Device API – Host-Side Setup

Host-Side Setup

Host functions and types. The following are for use in host code: creating and destroying device communicators, querying properties, and the requirement and property types. The ncclDevComm structure is then passed to device code.

ncclDevComm

type ncclDevComm

A structure describing a device communicator, as created on the host side using ncclDevCommCreate(). The structure is used primarily on the device side. In general, fields in this struct are considered internal and should not be accessed by users. An exception is made for the following fields, which are guaranteed to be stable across NCCL versions:

int rank

The rank within the communicator.

int nRanks

The size of the communicator.

int lsaRank
int lsaSize

Rank within the local LSA team and its size (see Teams).

uint8_t ginContextCount

The number of supported GIN contexts (see ncclGin; available since NCCL 2.28.7).

ncclDevCommCreate

ncclResult_t ncclDevCommCreate(ncclComm_t comm, struct ncclDevCommRequirements const *reqs, struct ncclDevComm *outDevComm)
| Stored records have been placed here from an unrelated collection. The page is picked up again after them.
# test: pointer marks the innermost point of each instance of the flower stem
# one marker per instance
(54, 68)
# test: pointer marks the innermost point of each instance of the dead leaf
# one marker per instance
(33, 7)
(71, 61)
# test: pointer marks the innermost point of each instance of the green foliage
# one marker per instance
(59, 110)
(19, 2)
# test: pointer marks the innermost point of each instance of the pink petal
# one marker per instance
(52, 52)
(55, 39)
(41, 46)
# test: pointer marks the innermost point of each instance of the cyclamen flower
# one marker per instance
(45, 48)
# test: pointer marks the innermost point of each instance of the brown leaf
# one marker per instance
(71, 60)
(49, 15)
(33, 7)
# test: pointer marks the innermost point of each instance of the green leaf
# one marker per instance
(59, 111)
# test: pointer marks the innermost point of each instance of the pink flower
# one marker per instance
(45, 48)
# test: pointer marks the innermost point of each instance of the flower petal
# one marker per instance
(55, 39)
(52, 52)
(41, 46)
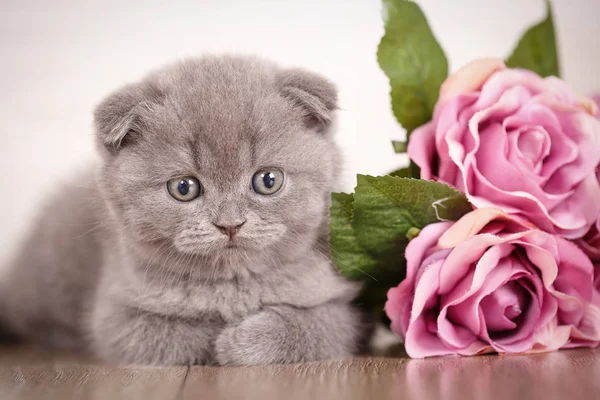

Creates a new device communicator (see ncclDevComm) corresponding to the supplied host-side communicator comm. The result is returned in the outDevComm buffer (which needs to be supplied by the caller). The caller needs to also provide a filled-in list of requirements via the reqs argument (see ncclDevCommRequirements); the function will allocate any necessary resources to meet them. It is recommended to call ncclCommQueryProperties() before calling the function; the function will fail if the specified requirements are not supported. Since this is a collective call, every rank in the communicator needs to participate. If called within a group, outDevComm may not be filled in until ncclGroupEnd() has completed.

Note that this is a host-side function.

ncclDevCommDestroy

ncclResult_t ncclDevCommDestroy(ncclComm_t comm, struct ncclDevComm const *devComm)

Destroys a device communicator (see ncclDevComm) previously created using ncclDevCommCreate() and releases any allocated resources. The caller must ensure that no device kernel that uses this device communicator could be running at the time this function is invoked.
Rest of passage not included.